When I was at uni, I realised I wanted my studies to have more to do with fiction, rather than just having to read prescribed books to research the next essay. So I transferred to Homesglen to do their Professional Writing and Editing course. It didn't take long for me to realise that I wasn't going to be a writer, but I still wanted very much to be around books.

I applied for job after job, and finally got my start with the A.M.E.B. as an editorial assistant. From there, I went to Macmillan Education and was a publishing assistant for three and a half years (I discovered that my love for books does not extend to secondary school text books). I was ready for a new job, a new challenge. My friend, who was also job hunting, was scouring the advertisements in the Weekly Book Newsletter and when she saw the ad for Publishing Operations Manager at Allen & Unwin she emailed it my way. I hesitated only long enough to ensure there were no spelling or grammatical errors in my CV. I really wanted this job.

When I got the call from Liz Bray asking me in for an interview with her and Eva Mills, I tried not to sound too keen when I said yes. And then I did a little happy dance.

I practiced for the interview. I'm not kidding. My best friend works in HR (handy) so we did mock interviews. Truly. Mainly to lessen my chances of me freezing up when asked, 'So, tell us a bit about yourself.' (Yes, at a different job interview, I didn't have an answer prepared for that. The silence was a little awkward, but really, how do you answer that question? It's so general. Is it so hard to be specific - what exactly do prospective employers want to know about me?!)

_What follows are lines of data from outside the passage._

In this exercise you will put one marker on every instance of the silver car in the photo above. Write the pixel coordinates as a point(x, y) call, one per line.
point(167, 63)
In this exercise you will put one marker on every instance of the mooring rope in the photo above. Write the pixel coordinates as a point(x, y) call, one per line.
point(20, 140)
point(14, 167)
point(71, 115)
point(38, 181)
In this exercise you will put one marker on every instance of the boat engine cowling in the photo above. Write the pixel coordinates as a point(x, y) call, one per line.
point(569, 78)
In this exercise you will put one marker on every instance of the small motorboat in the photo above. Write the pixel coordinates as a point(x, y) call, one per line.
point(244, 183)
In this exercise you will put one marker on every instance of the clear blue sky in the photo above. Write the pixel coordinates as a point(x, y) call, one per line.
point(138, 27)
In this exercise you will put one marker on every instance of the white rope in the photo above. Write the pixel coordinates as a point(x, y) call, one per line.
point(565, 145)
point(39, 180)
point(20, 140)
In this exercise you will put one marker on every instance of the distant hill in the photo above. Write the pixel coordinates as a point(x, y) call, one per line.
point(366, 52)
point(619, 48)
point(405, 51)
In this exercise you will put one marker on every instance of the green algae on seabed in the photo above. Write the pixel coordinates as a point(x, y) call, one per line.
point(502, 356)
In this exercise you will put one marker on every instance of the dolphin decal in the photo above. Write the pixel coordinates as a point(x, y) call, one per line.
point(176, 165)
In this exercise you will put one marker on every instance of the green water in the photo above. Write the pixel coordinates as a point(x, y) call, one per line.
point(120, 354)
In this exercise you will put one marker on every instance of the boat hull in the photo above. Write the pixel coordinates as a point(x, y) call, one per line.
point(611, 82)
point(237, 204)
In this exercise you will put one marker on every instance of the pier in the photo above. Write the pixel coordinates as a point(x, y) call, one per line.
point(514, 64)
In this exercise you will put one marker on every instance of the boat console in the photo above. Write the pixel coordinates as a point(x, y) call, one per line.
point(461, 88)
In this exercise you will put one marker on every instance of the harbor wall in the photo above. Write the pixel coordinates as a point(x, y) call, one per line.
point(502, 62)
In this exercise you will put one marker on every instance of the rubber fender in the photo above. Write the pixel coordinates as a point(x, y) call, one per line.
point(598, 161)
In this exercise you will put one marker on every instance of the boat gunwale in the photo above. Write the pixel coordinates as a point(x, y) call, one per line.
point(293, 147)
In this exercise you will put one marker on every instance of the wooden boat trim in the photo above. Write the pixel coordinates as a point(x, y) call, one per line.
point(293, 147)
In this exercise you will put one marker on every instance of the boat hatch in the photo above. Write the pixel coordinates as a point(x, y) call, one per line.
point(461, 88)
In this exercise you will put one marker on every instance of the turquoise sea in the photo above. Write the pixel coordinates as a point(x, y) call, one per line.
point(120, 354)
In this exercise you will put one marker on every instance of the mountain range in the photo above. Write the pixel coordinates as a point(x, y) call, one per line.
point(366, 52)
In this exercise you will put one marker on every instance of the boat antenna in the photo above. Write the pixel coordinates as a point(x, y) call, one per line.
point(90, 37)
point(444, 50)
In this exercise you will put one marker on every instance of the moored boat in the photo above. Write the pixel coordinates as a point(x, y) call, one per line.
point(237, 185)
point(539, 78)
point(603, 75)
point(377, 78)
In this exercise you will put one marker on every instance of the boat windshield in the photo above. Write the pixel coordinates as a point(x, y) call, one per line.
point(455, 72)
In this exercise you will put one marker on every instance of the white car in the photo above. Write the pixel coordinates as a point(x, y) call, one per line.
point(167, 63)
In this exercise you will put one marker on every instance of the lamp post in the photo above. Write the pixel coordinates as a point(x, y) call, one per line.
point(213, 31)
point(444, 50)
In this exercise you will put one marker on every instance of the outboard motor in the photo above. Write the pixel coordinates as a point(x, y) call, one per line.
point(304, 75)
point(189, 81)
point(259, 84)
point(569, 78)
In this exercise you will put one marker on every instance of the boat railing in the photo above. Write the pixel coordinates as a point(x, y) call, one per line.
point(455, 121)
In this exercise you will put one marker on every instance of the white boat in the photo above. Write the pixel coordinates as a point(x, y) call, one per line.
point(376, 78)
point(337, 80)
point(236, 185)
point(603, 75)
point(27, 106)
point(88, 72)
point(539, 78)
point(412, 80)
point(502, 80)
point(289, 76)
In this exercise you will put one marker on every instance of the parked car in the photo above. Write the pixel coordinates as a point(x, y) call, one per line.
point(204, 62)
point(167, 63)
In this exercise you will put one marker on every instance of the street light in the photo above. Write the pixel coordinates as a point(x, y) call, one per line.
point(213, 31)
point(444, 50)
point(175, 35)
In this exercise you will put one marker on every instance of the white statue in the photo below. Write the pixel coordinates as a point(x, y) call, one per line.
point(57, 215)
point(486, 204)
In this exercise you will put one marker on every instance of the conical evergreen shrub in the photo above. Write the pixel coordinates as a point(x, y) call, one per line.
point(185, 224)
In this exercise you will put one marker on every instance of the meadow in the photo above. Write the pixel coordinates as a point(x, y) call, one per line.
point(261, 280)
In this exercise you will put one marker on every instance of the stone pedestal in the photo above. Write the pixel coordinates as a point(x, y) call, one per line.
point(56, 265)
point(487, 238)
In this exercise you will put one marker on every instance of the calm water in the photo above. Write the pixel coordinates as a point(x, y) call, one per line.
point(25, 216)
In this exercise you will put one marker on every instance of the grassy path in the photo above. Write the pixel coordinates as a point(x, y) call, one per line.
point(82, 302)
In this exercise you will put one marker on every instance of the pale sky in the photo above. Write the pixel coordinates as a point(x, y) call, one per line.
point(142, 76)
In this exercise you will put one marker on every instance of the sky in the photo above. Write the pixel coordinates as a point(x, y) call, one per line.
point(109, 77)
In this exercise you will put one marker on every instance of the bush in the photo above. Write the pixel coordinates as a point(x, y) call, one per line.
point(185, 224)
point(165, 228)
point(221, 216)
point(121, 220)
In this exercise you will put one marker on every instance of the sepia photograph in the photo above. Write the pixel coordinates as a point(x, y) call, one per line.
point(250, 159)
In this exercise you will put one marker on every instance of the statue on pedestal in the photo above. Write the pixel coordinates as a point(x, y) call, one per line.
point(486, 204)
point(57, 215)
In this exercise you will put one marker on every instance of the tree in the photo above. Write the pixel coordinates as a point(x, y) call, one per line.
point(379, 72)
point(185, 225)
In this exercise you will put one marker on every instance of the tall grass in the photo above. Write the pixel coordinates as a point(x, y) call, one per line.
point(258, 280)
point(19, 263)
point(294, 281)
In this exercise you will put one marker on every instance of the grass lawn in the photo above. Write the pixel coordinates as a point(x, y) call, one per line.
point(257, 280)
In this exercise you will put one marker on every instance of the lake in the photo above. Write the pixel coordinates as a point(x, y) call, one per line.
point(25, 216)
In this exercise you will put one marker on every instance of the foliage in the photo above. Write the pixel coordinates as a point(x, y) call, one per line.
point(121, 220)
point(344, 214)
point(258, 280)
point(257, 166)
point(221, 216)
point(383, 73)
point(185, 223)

Anyway, this time I was prepared for that particular question... and Liz and Eva didn't ask it (thank goodness!). They both made me feel completely relaxed, and when I left the office, I realised I'd even enjoyed the interview (that was a first). I also knew that I really, really wanted the job.

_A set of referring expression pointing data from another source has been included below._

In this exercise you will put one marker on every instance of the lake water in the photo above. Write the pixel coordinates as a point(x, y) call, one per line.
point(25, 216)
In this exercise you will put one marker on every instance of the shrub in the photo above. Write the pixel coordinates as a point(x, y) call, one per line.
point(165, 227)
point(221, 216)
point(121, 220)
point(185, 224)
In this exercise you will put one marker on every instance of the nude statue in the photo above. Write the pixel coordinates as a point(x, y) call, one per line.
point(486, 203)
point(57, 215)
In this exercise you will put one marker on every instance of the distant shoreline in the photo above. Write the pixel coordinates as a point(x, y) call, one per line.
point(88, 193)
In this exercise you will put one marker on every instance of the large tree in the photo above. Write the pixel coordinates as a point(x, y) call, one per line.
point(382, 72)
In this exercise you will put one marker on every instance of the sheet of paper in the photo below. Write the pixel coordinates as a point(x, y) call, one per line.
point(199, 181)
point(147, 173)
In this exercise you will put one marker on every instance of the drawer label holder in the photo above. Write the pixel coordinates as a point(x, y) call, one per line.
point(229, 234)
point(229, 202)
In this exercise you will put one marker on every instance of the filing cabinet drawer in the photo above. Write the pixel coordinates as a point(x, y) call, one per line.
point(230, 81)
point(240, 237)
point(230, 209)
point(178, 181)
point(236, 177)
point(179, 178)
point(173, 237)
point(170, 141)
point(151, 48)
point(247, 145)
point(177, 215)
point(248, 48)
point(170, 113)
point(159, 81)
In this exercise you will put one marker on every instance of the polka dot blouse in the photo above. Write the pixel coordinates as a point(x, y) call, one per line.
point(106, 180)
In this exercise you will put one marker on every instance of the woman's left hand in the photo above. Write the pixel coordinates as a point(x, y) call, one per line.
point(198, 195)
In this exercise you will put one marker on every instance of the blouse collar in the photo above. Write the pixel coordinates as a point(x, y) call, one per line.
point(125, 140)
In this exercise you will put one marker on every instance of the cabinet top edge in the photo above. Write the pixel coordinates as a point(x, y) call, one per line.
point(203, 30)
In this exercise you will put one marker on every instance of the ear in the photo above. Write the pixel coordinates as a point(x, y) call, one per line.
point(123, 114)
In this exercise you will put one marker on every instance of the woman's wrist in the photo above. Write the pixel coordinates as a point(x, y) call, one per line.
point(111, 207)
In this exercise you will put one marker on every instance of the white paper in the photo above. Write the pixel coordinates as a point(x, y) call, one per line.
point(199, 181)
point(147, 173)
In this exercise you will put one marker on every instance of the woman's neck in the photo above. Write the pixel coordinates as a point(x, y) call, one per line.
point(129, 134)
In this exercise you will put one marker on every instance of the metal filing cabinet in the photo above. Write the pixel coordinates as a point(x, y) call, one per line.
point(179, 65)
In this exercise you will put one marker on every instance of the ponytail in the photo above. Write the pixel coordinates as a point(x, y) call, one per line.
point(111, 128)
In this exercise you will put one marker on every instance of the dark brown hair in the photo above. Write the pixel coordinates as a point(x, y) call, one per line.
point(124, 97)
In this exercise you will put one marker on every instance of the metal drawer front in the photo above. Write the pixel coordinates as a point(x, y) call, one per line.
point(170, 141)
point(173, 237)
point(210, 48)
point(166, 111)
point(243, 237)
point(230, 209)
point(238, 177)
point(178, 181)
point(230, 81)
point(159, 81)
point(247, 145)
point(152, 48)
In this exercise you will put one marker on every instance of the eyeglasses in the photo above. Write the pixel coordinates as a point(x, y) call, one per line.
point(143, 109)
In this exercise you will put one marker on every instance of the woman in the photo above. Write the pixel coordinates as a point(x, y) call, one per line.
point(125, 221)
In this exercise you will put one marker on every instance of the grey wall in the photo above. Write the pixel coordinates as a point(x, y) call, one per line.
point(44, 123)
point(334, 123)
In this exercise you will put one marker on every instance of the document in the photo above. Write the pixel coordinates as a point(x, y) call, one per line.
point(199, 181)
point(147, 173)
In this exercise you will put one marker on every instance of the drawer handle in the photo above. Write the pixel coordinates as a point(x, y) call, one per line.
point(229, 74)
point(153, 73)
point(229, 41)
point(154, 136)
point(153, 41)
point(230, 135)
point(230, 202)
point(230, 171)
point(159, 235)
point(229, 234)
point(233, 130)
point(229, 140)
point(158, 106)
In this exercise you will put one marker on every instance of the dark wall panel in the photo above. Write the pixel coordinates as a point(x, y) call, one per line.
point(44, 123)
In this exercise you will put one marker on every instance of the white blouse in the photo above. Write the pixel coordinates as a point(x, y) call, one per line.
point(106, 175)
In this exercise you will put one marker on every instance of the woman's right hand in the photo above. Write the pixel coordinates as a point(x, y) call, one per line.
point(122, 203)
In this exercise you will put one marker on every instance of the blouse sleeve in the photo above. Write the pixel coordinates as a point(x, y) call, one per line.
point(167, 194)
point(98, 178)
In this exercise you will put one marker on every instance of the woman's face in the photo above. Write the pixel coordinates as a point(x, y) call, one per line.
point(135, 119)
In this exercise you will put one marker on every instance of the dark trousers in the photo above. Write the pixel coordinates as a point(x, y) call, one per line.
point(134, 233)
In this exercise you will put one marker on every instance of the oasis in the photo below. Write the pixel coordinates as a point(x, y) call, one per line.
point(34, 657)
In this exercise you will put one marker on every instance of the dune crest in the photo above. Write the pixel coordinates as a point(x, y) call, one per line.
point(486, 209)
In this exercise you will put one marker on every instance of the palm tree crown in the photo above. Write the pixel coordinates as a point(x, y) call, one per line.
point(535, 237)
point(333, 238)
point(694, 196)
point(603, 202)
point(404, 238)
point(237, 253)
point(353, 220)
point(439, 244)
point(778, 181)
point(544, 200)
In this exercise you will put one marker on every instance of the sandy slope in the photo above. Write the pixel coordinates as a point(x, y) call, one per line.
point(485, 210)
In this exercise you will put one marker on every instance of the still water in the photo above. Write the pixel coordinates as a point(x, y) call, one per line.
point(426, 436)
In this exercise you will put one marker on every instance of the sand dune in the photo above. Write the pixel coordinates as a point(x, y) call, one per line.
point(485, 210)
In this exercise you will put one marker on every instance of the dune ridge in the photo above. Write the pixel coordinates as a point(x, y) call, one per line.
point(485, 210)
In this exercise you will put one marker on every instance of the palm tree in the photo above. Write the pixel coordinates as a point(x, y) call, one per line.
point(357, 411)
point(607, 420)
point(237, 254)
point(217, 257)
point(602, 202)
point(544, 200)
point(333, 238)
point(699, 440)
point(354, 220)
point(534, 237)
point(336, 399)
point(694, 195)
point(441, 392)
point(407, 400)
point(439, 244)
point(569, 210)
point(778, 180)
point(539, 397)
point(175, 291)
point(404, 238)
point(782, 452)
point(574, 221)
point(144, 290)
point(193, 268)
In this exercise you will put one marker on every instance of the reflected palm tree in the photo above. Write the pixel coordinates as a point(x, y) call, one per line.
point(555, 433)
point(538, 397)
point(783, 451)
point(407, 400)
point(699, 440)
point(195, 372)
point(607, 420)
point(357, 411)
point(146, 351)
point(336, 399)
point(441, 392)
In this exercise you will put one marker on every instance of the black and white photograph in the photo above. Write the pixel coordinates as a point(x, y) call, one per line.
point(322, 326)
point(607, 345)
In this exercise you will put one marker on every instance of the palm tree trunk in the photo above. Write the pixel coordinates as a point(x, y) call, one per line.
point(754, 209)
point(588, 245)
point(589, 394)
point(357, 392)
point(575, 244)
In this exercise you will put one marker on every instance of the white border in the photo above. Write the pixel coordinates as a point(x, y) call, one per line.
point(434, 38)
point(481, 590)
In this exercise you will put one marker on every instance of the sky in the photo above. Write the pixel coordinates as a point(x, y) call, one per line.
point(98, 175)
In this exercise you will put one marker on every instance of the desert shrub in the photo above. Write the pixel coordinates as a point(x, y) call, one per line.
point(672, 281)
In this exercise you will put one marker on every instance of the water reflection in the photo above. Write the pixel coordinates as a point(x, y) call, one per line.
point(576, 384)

A week later I was back for another interview, this time with Erica Wagner (she didn't ask me that question either - I was loving this place even more). She was very welcoming, and it confirmed my sense of 'rightness' about the job. And then there was the final hurdle: 'the test' with the then Publishing Operations Manager who was leaving to study law. Could I follow her instructions to create the Editor Workload Report in Excel?

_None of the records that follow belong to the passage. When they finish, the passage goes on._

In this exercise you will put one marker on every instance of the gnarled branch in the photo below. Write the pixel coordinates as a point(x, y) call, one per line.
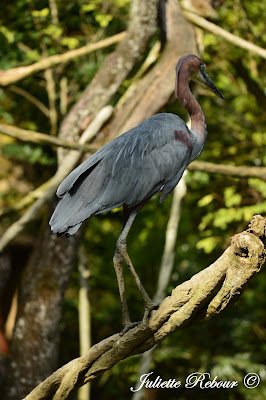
point(15, 74)
point(190, 301)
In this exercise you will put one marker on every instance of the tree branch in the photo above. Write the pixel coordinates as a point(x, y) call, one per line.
point(16, 74)
point(26, 135)
point(64, 169)
point(216, 30)
point(190, 301)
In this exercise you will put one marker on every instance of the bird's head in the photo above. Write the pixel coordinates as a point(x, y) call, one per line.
point(195, 69)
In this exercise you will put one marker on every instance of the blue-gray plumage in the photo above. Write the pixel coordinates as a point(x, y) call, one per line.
point(128, 171)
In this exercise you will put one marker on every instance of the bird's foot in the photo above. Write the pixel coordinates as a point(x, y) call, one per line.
point(129, 325)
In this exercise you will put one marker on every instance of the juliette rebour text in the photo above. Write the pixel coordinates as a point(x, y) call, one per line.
point(196, 379)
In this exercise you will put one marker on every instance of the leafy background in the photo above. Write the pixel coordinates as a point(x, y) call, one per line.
point(214, 209)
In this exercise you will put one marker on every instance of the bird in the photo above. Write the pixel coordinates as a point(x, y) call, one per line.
point(142, 162)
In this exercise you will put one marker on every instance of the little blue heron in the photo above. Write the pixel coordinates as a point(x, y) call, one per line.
point(148, 159)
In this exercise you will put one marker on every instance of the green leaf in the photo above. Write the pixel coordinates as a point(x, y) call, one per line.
point(9, 35)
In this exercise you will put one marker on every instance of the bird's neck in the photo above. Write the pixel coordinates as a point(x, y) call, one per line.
point(188, 101)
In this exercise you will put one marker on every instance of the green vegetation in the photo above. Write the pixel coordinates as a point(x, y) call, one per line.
point(214, 209)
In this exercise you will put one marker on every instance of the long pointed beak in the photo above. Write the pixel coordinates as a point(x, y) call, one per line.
point(208, 82)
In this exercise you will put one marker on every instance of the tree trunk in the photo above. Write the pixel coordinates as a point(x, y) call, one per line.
point(34, 349)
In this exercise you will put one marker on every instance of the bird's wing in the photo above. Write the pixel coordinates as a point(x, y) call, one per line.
point(140, 163)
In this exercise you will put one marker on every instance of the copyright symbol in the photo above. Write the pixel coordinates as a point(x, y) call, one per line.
point(251, 381)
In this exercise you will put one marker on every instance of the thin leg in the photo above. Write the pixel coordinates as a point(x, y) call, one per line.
point(120, 254)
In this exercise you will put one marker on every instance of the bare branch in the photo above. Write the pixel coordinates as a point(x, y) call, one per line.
point(41, 138)
point(30, 98)
point(51, 92)
point(188, 302)
point(241, 170)
point(216, 30)
point(16, 74)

In April, I'll have been with Allen & Unwin for three years (OMG) and the Editor Workload Report is only one of the many duties I do to keep all our systems running smoothly and wrangle the publishers and editors to keep all the books on track. One of the great perks of this position is that I know when the manuscripts will be delivered. So if I can't wait to read the next book in an exciting series and I know the manuscript is in-house, well... let's just say I'm really looking forward to the delivery of the next title in the Elementals series.

The most challenging thing about this job: my office is surrounded by books and every day I have to fight the urge to simply read. NEVER start reading Sea Hearts during your lunch break.

You will spend the rest of your day wanting to know what happens next, and that will torment you until 5.30-6 pm when you can pick up the book again, and then you'll trip over your feet because you'll be so busy reading while walking to the station, that you won't see the slight bump in the footpath, and then you'll stay up all night to finish it... and I think I understand why my mother confiscated my books (I'm not saying she was right).